Elogio del ocio

Condenados a ganarnos el pan con el sudor de la frente, hicimos del trabajo la razón de ser de la vida, el ícono al que deben rendirse todos los esfuerzos, el dios a quien sacrificar los buenos años de la existencia.

A aquella bíblica condena, la cultura occidental transformó en el valor supremo, en el argumento esencial, en la razón de ser. Paralelamente, el ocio adquirió ribetes malignos, casi pecaminosos, y quienes ejercieron el culto al descanso quedaron marcados por el descrédito y la sospecha. Así, vagos y vagabundos incurrieron en delito y, desde siempre, fueron vistos como seres a quienes había que tolerar, cuando no perseguir con la Policía o, al menos, con el descrédito. Pero hace algún tiempo ya empezó a valorarse el ocio. Tan “subversiva” conspiración contra el rigor puritano de los enfermos del trabajo, se encubrió, primero, bajo el discreto encanto de las vacaciones a la antigua, en el barrio o en la finca, y se promovió, después, con la enorme industria de la distracción, los deportes y del turismo. Se limitaron paulatinamente las jornadas, y se creó la cultura del recreo, que comienza a derrotar a los dogmáticos del trabajo eterno.
La sociedad actual, poco a poco, está devolviendo al trabajo la condición de instrumento para vivir y no de última razón para existir, al punto que aquello de doblar la testuz en infinitas jornadas en pro de un salario, empieza a verse, ya no como virtud franciscana, sino como ejercicio inevitable para ganarse unas monedas, y también para irse de vacaciones y alcanzar el tiempo feliz, siempre hipotético y distante, de “hacer lo que me gusta”, tirarme a la bartola, pasear con el perro, o leer el libro siempre postergado.
Sin llegar a los extremos de la rebelión contra el trabajo -y asumiendo que el drama del desempleo es de los peores que enfrenta ese sujeto ilusionado, activo, pero siempre inerme, que es el hombre-, hay que admitir que el “sentido del ocio” es un refinamiento que no todos tienen; que hay quienes, en ausencia de la labor impuesta, en vacaciones elegidas o forzadas, se sienten “como diablo en botella”, no se hallan, se aburren, maldicen y denigran del feriado. Ellos solo se reconocen en el taller o en la oficina; sus hobbies son la tarea de siempre, el corre-corre de cada día; los tiempos vacíos les abruman porque no saben llenarlos, no tienen la habilidad aquella de soñar, divagar, escribir o leer. No saben viajar ni descubrir nada nuevo en la aventura de salir de la rutina, romper las reglas y desordenar los horarios.

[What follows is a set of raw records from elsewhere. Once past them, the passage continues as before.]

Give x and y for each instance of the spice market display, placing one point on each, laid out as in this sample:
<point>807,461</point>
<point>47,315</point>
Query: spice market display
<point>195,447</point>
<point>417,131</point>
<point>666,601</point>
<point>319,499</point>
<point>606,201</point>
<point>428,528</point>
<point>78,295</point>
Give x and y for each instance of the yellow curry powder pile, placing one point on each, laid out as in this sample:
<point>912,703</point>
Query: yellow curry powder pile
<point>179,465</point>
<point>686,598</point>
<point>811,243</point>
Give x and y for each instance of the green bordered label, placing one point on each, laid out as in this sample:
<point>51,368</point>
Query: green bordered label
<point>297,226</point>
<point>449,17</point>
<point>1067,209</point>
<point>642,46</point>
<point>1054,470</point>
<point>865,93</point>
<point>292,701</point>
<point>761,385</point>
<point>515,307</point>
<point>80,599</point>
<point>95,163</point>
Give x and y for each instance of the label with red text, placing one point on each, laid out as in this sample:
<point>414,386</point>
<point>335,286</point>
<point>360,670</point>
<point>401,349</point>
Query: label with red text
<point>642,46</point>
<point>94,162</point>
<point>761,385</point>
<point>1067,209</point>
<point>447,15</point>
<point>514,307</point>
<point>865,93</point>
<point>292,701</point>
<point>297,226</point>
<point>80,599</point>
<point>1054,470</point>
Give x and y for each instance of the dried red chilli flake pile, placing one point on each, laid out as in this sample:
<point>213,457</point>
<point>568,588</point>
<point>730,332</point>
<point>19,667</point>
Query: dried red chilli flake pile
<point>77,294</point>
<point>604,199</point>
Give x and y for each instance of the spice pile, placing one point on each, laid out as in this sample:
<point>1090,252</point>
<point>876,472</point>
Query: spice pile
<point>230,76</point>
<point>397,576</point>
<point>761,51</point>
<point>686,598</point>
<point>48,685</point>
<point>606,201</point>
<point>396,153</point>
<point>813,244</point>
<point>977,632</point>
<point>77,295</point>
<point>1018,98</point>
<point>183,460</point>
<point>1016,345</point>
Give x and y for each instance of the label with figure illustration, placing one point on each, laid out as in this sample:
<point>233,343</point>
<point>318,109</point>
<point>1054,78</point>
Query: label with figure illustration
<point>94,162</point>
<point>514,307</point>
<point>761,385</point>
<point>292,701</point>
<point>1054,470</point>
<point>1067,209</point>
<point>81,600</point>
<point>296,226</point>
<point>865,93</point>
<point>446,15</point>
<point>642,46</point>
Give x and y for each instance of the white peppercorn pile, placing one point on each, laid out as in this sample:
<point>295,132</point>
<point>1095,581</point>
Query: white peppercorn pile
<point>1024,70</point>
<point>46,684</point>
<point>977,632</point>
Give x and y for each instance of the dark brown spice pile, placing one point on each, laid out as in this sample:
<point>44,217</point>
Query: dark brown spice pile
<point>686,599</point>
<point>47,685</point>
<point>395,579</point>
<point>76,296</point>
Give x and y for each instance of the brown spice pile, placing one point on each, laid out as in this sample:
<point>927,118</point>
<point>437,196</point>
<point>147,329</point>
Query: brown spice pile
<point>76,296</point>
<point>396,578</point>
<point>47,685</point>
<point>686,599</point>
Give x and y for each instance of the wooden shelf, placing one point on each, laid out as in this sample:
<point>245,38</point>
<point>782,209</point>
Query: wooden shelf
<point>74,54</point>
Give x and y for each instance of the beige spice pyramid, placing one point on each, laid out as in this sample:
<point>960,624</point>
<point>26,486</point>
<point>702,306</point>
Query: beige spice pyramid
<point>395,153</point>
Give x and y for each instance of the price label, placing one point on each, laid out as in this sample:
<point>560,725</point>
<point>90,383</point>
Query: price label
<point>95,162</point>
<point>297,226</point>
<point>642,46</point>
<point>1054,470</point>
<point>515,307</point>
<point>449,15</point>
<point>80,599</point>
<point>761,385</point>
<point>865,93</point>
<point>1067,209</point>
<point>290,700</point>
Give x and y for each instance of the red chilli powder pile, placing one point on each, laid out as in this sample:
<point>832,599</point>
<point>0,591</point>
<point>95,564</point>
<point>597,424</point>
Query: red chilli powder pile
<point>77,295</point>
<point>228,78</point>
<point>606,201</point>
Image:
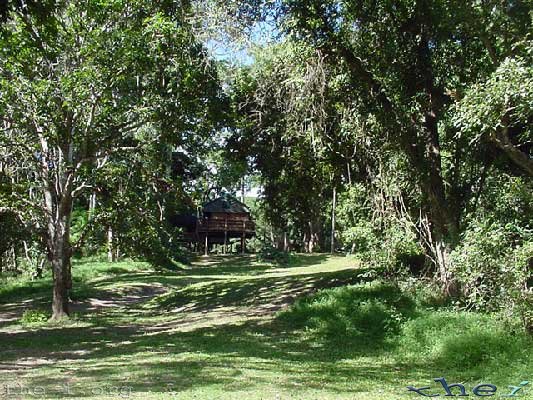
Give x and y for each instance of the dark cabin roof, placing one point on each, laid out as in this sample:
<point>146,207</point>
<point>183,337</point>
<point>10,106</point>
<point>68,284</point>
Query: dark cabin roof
<point>226,204</point>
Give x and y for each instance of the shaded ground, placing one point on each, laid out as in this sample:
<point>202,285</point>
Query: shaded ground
<point>208,332</point>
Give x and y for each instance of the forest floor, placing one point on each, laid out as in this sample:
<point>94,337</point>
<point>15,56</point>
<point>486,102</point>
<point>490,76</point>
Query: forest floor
<point>224,328</point>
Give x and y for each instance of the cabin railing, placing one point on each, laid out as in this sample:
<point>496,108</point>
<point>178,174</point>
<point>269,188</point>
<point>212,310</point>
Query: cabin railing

El ocio es, paradójicamente, la razón de ser de las largas jornadas de trabajo, porque, en el fondo, a lo que aspiramos casi todos es a irnos de vacaciones, terminar el día, concluir los rigores laborales y enfrentar con ilusión aquello de descansar. Defender los espacios de ocio, ¿no será parte de la lucha por la dignidad?